Single by Jordan Davis

from the album Home State
- Released: June 6, 2017
- Genre: Country pop
- Length: 3:03
- Label: MCA Nashville
- Songwriter(s): Jordan Davis; Steven Dale Jones; Justin Ebach;
- Producer(s): Paul DiGiovanni

Jordan Davis singles chronology
|  | "Singles You Up" (2017) | "Take It from Me" (2018) |

= Singles You Up =

"Singles You Up" is a song co-written and recorded by American country music singer Jordan Davis. It was released in June 2017 as his debut single and the lead single from his debut album, Home State. A stripped version and Ryan Riback remix were released in 2018.

==Content==
The song is about a man attempting to woo a woman who is currently with another man. He states that he will be present if her man ever "singles [her] up", or leaves her. Davis wrote the song with Steven Dale Jones and Justin Ebach. Davis said that "When we finally honed in on the way we ended up approaching it, it was this guy having to wait his turn, seeing this girl with somebody else. He has feelings for her and hopes the other guy screws it up somehow. Once we honed in on that, we wrote it really quick."

==Critical reception==
Mike Thiel of Taste of Country reviewed the song with favor, praising the use of internal rhyme and calling it an "easygoing singalong".

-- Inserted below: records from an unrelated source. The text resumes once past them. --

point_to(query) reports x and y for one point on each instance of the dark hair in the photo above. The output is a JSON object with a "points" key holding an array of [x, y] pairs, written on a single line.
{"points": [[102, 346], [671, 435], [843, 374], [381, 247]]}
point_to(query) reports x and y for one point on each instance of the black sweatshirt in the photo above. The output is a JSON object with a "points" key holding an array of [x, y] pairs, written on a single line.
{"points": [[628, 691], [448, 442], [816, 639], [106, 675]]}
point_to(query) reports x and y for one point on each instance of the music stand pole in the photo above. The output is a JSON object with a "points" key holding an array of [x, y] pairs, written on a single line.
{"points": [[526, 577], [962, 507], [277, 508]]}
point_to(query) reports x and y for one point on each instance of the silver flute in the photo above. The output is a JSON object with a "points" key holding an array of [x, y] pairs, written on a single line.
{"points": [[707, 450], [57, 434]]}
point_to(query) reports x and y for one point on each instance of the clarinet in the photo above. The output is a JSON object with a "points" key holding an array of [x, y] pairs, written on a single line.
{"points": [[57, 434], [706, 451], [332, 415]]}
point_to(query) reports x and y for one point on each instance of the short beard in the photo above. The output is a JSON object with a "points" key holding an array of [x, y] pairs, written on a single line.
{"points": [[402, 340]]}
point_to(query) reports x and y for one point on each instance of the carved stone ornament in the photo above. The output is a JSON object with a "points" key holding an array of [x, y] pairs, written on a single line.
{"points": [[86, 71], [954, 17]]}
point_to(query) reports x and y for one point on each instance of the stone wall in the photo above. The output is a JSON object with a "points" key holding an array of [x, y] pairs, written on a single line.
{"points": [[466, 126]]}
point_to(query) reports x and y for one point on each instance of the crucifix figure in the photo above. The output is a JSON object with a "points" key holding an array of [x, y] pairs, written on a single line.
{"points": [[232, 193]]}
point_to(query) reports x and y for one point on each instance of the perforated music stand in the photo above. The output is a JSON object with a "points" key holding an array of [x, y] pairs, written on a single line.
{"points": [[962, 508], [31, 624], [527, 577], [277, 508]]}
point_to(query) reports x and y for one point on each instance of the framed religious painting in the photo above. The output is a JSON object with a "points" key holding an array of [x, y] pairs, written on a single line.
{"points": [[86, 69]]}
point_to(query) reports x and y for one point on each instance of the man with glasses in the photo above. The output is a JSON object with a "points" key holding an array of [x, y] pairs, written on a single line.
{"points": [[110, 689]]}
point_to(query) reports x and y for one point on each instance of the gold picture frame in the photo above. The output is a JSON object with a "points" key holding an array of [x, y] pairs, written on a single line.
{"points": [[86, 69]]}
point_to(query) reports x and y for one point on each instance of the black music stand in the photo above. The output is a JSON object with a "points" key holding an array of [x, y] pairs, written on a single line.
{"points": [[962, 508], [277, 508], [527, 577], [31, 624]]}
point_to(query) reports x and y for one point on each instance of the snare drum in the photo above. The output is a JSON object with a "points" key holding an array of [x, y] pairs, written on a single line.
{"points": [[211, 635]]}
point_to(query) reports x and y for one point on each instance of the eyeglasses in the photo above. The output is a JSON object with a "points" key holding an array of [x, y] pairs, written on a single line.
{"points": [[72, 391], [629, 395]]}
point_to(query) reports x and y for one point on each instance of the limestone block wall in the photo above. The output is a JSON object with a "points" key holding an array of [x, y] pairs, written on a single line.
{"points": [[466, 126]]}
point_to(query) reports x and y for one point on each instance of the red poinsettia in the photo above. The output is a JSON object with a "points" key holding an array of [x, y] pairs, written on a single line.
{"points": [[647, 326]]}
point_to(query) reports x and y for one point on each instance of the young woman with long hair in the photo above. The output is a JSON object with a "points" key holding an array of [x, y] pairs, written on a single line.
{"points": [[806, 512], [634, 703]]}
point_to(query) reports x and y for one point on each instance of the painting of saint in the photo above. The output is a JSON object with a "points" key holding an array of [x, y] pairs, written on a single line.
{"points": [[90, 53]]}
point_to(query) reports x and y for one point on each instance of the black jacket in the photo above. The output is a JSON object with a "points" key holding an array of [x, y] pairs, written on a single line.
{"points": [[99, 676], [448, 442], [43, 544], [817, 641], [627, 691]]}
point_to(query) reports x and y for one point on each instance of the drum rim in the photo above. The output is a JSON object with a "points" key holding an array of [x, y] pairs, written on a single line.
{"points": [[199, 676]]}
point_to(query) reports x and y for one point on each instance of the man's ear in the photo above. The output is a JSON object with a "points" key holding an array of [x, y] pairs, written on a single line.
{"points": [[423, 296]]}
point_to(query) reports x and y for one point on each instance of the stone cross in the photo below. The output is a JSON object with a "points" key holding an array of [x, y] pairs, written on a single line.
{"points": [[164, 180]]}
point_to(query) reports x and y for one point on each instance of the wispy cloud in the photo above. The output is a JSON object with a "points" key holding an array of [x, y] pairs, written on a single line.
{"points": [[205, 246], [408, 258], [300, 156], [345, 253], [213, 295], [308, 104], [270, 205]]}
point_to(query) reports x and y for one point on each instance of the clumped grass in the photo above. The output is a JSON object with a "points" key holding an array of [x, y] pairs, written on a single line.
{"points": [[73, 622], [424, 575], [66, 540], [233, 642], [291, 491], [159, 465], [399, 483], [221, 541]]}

==Commercial performance==
The song reached No. 1 on Country Airplay, and No. 4 on Hot Country Songs for charts dated April 21, 2018. It has sold 237,000 copies in the United States as of June 2018.

==Music video==
The music video was directed by Eric Ryan Anderson and premiered on CMT, GAC and Vevo in February 2018. It was filmed in the deserts of El Paso, TX. It revolves around a storyline of Jordan "stealing" his love interest from another man and taking her away in a vintage Pontiac Firebird, and recording the adventure on his iPhone.

==Track listings==

Original version
| No. | Title | Length |
|---|---|---|
| 1. | "Singles You Up" (original version) | 3:02 |

Stripped version
| No. | Title | Length |
|---|---|---|
| 1. | "Singles You Up" (Stripped version) | 3:00 |

Ryan Riback version
| No. | Title | Length |
|---|---|---|
| 1. | "Singles You Up" (Ryan Riback remix) | 3:18 |

==Chart performance==

===Weekly charts===

| Chart (2017–2018) | Peak position |
|---|---|
| Canada (Canadian Hot 100) | 64 |
| Canada Country (Billboard) | 1 |
| US Billboard Hot 100 | 50 |
| US Country Airplay (Billboard) | 1 |
| US Hot Country Songs (Billboard) | 4 |

===Year-end charts===

| Chart (2017) | Position |
|---|---|
| US Hot Country Songs (Billboard) | 92 |
| Chart (2018) | Position |
| US Country Airplay (Billboard) | 28 |
| US Hot Country Songs (Billboard) | 19 |
| US Radio Songs (Billboard) | 57 |

==Certifications==

| Region | Certification | Certified units/sales |
| Australia (ARIA) | 2× Platinum | 140,000^{‡} |
| Canada (Music Canada) | 4× Platinum | 320,000^{‡} |
| New Zealand (RMNZ) | Gold | 15,000^{‡} |
| United States (RIAA) | 4× Platinum | 4,000,000^{‡} |
^{‡} Sales+streaming figures based on certification alone.